How to Make Pour-Over Coffee That Tastes Clear and Sweet

Learn a repeatable pour-over coffee recipe with the right coffee-to-water ratio, grind size, temperature, bloom, and pouring technique.

By Coffee Brew Editors9 min read

Pour-over coffee rewards consistency more than complexity. Start with a sound ratio, control the few variables that matter, and let taste—not a timer alone—tell you what to change next.

At a glance

  • Use 20 g of coffee to 320 g of water for a balanced starting ratio.
  • Aim for a medium-fine grind and a total brew time near three minutes.
  • Change only one variable at a time when the cup needs adjustment.

Part 01

A dependable pour-over recipe

Heat filtered water to 200°F (93°C).
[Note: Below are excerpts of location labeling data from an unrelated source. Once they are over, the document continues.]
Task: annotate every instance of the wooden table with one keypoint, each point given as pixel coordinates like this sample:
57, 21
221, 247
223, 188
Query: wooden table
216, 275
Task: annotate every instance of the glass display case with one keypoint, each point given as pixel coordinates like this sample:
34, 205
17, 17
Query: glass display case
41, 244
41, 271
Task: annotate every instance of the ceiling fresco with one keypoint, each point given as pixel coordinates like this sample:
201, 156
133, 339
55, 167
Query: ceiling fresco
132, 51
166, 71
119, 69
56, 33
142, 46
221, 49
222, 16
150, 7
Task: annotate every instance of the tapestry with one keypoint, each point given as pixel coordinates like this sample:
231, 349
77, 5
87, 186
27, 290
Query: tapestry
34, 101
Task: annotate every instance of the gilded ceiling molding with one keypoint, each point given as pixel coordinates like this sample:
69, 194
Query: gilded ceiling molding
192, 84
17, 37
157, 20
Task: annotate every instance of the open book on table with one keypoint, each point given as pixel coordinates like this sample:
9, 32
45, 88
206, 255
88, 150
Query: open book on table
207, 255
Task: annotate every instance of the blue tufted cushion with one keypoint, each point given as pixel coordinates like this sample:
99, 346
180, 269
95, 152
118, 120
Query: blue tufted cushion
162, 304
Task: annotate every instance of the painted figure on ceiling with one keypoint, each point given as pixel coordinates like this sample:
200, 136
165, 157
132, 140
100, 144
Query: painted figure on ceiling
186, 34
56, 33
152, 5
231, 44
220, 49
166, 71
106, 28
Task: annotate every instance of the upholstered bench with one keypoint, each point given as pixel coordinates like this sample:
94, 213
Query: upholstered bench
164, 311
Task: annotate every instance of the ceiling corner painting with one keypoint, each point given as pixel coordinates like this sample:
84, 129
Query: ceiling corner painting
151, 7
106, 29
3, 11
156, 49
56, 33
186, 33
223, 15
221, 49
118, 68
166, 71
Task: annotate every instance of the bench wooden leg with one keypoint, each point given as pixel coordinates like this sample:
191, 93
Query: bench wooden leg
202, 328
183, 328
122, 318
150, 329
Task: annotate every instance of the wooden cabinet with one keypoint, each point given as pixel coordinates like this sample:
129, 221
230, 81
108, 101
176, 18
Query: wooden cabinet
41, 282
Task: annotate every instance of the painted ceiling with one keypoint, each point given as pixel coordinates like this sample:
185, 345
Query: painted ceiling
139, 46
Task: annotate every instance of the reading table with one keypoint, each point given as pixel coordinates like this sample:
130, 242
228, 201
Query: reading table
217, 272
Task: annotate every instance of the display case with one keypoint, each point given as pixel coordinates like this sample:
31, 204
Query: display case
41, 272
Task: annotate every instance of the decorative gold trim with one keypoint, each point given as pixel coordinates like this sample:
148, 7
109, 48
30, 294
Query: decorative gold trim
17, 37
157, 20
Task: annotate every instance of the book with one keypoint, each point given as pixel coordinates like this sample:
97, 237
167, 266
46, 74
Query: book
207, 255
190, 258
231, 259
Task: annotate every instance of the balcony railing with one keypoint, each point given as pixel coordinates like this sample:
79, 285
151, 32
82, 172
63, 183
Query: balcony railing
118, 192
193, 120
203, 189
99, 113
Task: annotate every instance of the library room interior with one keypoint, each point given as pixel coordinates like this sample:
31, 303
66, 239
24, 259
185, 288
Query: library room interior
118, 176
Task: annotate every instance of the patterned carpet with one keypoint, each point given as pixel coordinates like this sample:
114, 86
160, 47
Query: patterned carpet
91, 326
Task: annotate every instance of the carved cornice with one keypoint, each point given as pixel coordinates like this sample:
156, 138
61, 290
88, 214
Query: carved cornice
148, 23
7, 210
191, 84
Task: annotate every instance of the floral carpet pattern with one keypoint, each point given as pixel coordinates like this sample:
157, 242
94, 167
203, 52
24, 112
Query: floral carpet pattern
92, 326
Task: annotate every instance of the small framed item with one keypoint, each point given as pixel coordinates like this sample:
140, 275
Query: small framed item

Rinse the paper filter, discard the rinse water, then add 20 grams of freshly ground coffee. Gently shake the brewer to create a level bed before placing it on your scale.

Start the timer and pour 60 grams of water, making sure every ground is wet. At 45 seconds, pour in slow spirals to 180 grams. At 1:30, continue to 260 grams, then finish at 320 grams around the two-minute mark. Let the brewer drain completely.

  • Coffee: 20 g
  • Water: 320 g at 200°F / 93°C
  • Grind: medium-fine, similar to table salt
  • Target brew time: 2:45–3:30

Part 02

Why the bloom matters

Fresh coffee releases trapped carbon dioxide when it first meets hot water. That gas can repel water and create uneven extraction, so the first pour should thoroughly saturate the coffee and give it time to degas.

Use roughly three times the coffee weight for the bloom. If you see dry pockets, give the brewer one gentle swirl. An aggressive stir can move fines into the filter and slow the drawdown.

Freshness cue

A dramatic bloom is not automatically a better bloom. Coffee that is 7–21 days off roast is often easier to brew evenly than coffee used the day it was roasted.

Part 03

Pour for an even extraction

Keep the kettle low enough that the stream enters quietly. Pour mostly over the coffee bed rather than directly onto the paper, and keep the water level reasonably stable. The goal is to move fresh water through all of the grounds at a similar rate.

A gooseneck kettle makes flow easier to control, but technique matters more than expensive gear. If you use a standard kettle, pour in smaller pulses and pause before the water approaches the top of the brewer.

Part 04

Adjust the recipe by taste

If the coffee tastes sharp, thin, or sour, extract more: grind a little finer or extend contact time with a slower pour. If it tastes dry, harsh, or hollow, extract less: grind coarser or shorten the brew.

Keep the dose, water amount, and temperature fixed while changing the grind. Once the cup is close, smaller changes to water temperature or ratio can refine sweetness and body without sending the whole recipe off course.